Alice Babs no sólo fue una estrella, sino también una rareza, una voz providencial, casi un relámpago. Cuando Duke Ellington la oyó se le salieron los dientes del piano. Fue la primera vez que la cantante pisó Estados Unidos, en una gira con un guitarrista y un violinista, todos de Suecia, lo que, en principio, no resultaba demasiado atractivo para el circuito jazzístico estadounidense. Sin embargo, su manera de cantar reventó los prejuicios, como reventaría tantas otras cosas, el propio timbre del género, de las subidas, de las escalas. ¿Exageración? Lean al propio Ellington, que cada vez que tenía que sustituirla contrataba hasta a tres cantantes para imitar lo que salía de su garganta, un pájaro incontenible, como el flamenco, en los límites del lenguaje. «Tiene un talento desmesurado. Canta todo lo que oye y ve, Bach, ópera, jazz...», escribió.

Mucho antes de su colaboración con el pianista, Alice Babs, nacida con el nombre bastante más bergmaniano de Hildur Alice Nilsson, ya era una celebridad, aunque, eso sí, de ámbito restringido a los países nórdicos. Había sido la primera cantante en representar a su país en Eurovisión, despuntaba con una precocidad casi de niño cantor, como Joselito, aunque en estructuras que contenían a Handel, a Wagner.

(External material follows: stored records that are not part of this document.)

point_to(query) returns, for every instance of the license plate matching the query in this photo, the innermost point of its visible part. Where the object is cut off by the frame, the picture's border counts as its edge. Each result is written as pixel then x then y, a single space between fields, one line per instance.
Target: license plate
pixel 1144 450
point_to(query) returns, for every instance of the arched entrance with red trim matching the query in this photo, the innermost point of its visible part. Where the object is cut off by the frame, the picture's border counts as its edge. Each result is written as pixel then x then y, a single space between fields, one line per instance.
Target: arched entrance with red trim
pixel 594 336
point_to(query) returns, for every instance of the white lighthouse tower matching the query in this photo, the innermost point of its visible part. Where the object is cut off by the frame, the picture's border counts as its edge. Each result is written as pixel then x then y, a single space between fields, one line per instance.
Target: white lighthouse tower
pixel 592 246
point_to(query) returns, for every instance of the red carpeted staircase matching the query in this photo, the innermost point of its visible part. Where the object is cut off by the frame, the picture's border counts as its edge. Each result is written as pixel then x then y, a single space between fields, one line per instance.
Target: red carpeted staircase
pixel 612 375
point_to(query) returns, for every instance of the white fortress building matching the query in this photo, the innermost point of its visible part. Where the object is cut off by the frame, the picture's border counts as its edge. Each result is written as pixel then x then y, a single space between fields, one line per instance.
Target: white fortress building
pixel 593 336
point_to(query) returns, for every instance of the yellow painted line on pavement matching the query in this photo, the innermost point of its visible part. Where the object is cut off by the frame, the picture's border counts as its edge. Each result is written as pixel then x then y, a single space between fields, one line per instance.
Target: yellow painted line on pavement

El mágico final de los sesenta

La chica rubia que cantaba ópera se especializó en la calidez del saxo, en los matices del swing, que dominaba con elasticidad de ángel. Duke Ellington la quería a su lado, incluso, en la grabación de dos de sus Sacred Concerts, que retocó, en buena medida, para ajustar a las nuevas posibilidades que le ofrecía el manantial sueco. Fue a finales de los sesenta, justo cuando el landismo se encrespaba el pelo de las pantorrillas para perseguir a sus compatriotas. ¿Sería ya entonces Babs una visitante asidua de la Costa? ¿Balbucearía en la ducha de los hoteles alguna pieza de Bizet, una misa de Monteverdi?

El club, la actividad de Marbella

Si la rubia del jazz frecuentaba Marbella, lo hacía con una discreción que poco tenía que ver con los modelos y la suntuosidad de las actrices de Hollywood. Ni una sola noche en compañía del cristal y del terciopelo, ni una actuación privada para el palco de los famosos. Hasta que llegaron los noventa y entonces Babs, definitivamente convertida en leyenda, se soltó la trenza para el desparrame de los aficionados.

En 1992, mientras la cresta de Curro, el insoportable Curro, peinaba la Expo, la cantante fundaba un club de jazz en Marbella. Lo hacía de la mano de Brian Parker, exbajista, arquitecto y director de un programa radiofónico en inglés con bastante audiencia entre los visitantes de la Costa del Sol. Sucede, podría suceder, que fueran alguno de ustedes. Abrir la puerta de un restaurante, en un día lluvioso, de errancia por la provincia, y encontrarse con las flores de Alice, con la madriguera de su garganta.